Em abril de 2022, no programa “Roda Viva”, da TV Cultura, Lázaro Ramos falou sobre o pai e contou como algumas desconstruções na relação entre eles, dois homens de diferentes gerações, o ajudaram a se abrir para um relacionamento mais afetuoso e próximo com os filhos, João e Maria.
“Primeiro, eu tive um entendimento sobre a maneira com que meu pai demonstrava afeto. Ele não foi um homem de muitos abraços porque também não recebeu muitos abraços. A maneira dele demonstrar afeto era se mostrar um cara responsável, ter permanecido em casa, o que é muito valioso num país onde muitos pais não registram os filhos e não ficam em casa. No dia em que a gente se deu um abraço, assim, de carinho, a gente chorou muito e eu entendi que também queria aquele abraço, e agora a gente se abraça muito”, iniciou o ator, escritor e diretor.
Ramos continuou dizendo que o gesto causou uma transformação importante, antes mesmo que ele se tornasse pai. “Aquilo me libertou para eu exercitar um outro modelo de paternidade. Porque o modelo que eu recebia, às vezes, era o da rigidez, o da correção. E eu quis ser diferente. Primeiro, foi uma produção racional, não foi natural, foi uma produção racional: ‘Eu tenho que ser um pai do meu tempo, tenho que falar eu te amo, tenho que carregar, tenho que conversar’. Fico desesperado de ficar muito tempo fora de casa porque sinto falta do contato com os meus filhos, de conversar com eles, que são pessoas incríveis de se estar perto. Hoje em dia, faz muita falta e virou um processo natural, mas começou por aqui [ele aponta para a cabeça]”.
O caminho começa pela aproximação emocional
Um processo bastante parecido ocorreu com Fabiano Passos, fundador da Estopim Records, selo musical e audiovisual, co-organizador do livro “Paternagem Punk” (Estopim, Revelia Livros e Analógica Edições, 2022) e pai do Fábio, 7. A obra reúne diversos ensaios de pais, seguidores do movimento punk, com textos em que refletem sobre como encaram a paternidade.

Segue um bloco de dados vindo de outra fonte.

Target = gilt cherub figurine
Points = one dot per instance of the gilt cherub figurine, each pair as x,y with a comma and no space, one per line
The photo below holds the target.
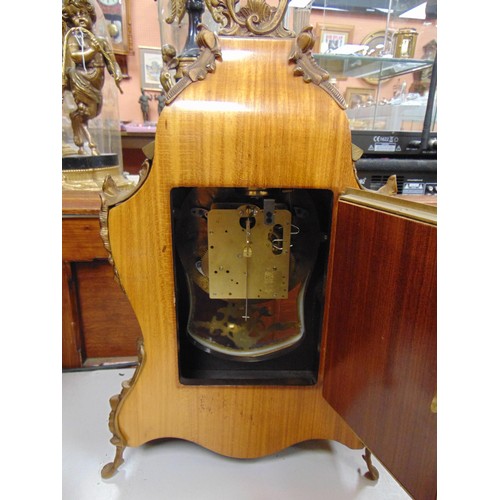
86,56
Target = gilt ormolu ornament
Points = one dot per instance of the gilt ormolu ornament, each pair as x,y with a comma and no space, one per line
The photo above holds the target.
224,250
86,57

Ele relembra da infância e conta que o seu genitor sempre esteve presente, mas “era aquele modelo de pai provedor e um pouco distante emocionalmente”. “Cada filho encara isso de uma maneira, e eu sempre fui sensível nesse ponto. Não posso reclamar do meu pai, que me apoiou em muitas coisas, e seria até injusto comparar a minha realidade com a de inúmeras pessoas que não tiveram ou não têm contato com a figura paterna, no entanto, não nego que sentia essa falta. Ao mesmo tempo, sei que ele passou para mim o que o pai dele passou para ele”, diz.
Assim, desde que pensou em se tornar pai, a primeira resolução de Passos foi a de ser presente afetivamente na vida do filho. E, até aqui, tem conseguido. Por trabalhar em horários flexíveis, é ele quem passa a maior parte do dia com Fábio, cuidando das necessidades do garoto e quem também organiza a rotina doméstica – a companheira de Passos é médica e tem um cotidiano agitado.

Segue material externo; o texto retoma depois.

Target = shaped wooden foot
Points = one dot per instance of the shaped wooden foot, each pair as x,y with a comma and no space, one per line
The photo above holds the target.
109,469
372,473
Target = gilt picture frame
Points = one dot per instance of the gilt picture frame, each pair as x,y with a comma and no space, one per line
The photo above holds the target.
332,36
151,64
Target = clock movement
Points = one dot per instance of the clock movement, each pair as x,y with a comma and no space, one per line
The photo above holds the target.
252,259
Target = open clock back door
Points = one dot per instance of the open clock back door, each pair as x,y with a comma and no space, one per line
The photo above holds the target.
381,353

Diariamente eu tento educar meu filho com a minha bagagem, a partir dos questionamentos que o punk traz
No decorrer da paternagem, Passos conta com as trocas com amigos e colegas do punk, os mesmos que participaram da coletânea, por meio de um grupo no WhatsApp, descrito como uma rede de apoio, em que compartilham dicas, pensamentos, frustrações e alegrias sobre paternidade e informações a respeito do cuidados com a casa.
“Não é fácil, mas diariamente eu tento educar meu filho com a minha bagagem, a partir dos questionamentos que o punk traz, sobre religião, gênero e alimentação, por exemplo. A grande dificuldade é educá-lo dentro do que eu acredito, vivendo em uma sociedade que acredita em outras coisas.”